27. Başvuru yollarının tüketilmesi gereğinden söz edilebilmesi
için öncelikle hukuk sisteminde hakkının ihlal edildiğini iddia eden kişinin
başvurabileceği idari veya yargısal bir hukuki yolun öngörülmüş olması
gerekmektedir. Ayrıca bu hukuki yolun iddia edilen ihlalin sonuçlarını
giderici, etkili ve başvurucu açısından makul bir çabayla ulaşılabilir
nitelikte olması ve sadece kâğıt üzerinde kalmayıp fiilen de işlerliğe sahip
bulunması gerekmektedir. Olmayan bir hukuki yolun tüketilmesi başvurucudan
beklenemeyeceği gibi hukuken veya fiilen etkili bulunmayan, ihlalin sonuçlarını
düzeltici bir vasıf taşımayan veya aşırı ve olağan olmayan birtakım şeklî
koşulların öngörülmesi nedeniyle fiilen erişilebilir ve kullanılabilir olmaktan
uzaklaşan başvuru yollarının tüketilmesi zorunluluğu bulunmamaktadır (Fatma Yıldırım, B. No: 2014/6577,
16/2/2017, § 39).
28. Somut olayda başvurucunun karşılıksız çek keşide etme
suçundan 25.000 TL adli para cezası ile mahkûmiyetine hükmedilmiş ve başvurucu
da bu parayı 6/12/2011 tarihinde Maliye veznesine ödemiştir. Ancak yargılamanın
yenilenmesi sonucu bu defa önceki hüküm ortadan kaldırılarak başvurucunun beraatine karar verilmiş, başvurucunun talebi üzerine daha
önce ödediği para Malmüdürlüğünce faizsiz olarak
28/5/2014 tarihinde kendisine iade edilmiştir.

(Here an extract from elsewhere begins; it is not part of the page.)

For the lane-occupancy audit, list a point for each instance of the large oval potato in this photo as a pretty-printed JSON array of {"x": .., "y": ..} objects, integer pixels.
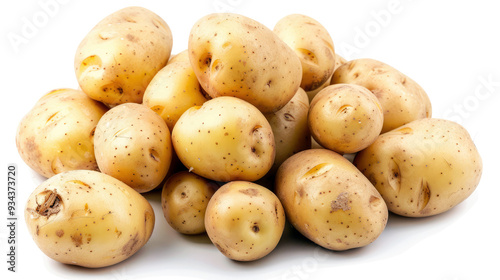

29. Başvurucu esas itibarıyla haksız olarak ödediği söz konusu
paranın kanuni faiziyle birlikte kendisine ödenmesi gerektiği hâlde faiz
ödemesi yapılmadığı için alacağının değer kaybettiğinden yakınmaktadır.
30. Başvurucu her ne kadar söz konusu şikâyetine ilişkin olarak
faiz ödenmesi talebinin reddi üzerine İdare Mahkemesinde dava açmış olup ilk
derece mahkemesi davayı kabul etmiş ise de Bölge İdare Mahkemesi davalı
idarenin yargı kararlarına dayalı olarak ödeme yaptığından işlemde hukuka
aykırılık bulunmadığı gerekçesiyle davayı kesin olarak reddetmiştir.
Dolayısıyla adli para cezası verilmesi yönündeki mahkûmiyet kararının sonradan
kaldırılmasına ilişkin olayda sadece idarenin işleminin hukuka aykırılığının
denetlendiği idari yargı yerinde iptal davası açılmasının etkili bir hukuk yolu
olmadığı açıktır.
31. 5271 sayılı Kanun'un 141. maddesinin (1) numaralı fıkrasının
(j) bendinde ise sadece soruşturma sırasında veya sonucunda değil kovuşturma
sırasında eşyasına veya diğer mal varlığı değerlerine koşulları oluşmadığı
hâlde el konulan veya korunması için gerekli tedbirler alınmayan ya da eşyası
veya diğer mal varlığı değerleri amaç dışı kullanılan ya da zamanında geri
verilmeyen kişilere tazminat talebinde bulunabilme imkânı tanınmaktadır (bkz.§§
18-19).
32. Anayasa Mahkemesi, ceza soruşturması veya kovuşturması
sırasında yargı organlarınca şüphelilerin eşyasına ya da mal varlığı
değerlerine ilişkin olarak elkoyma tedbirinin
uygulandığı durumlarda bunun hukuka aykırı olduğu iddialarına ilişkin olarak
bireysel başvurunun incelendiği tarih itibarıyla asıl dava sonuçlanmamış da
olsa - Yargıtay içtihatlarına atıf yaparak- 5271 sayılı Kanun'un 141.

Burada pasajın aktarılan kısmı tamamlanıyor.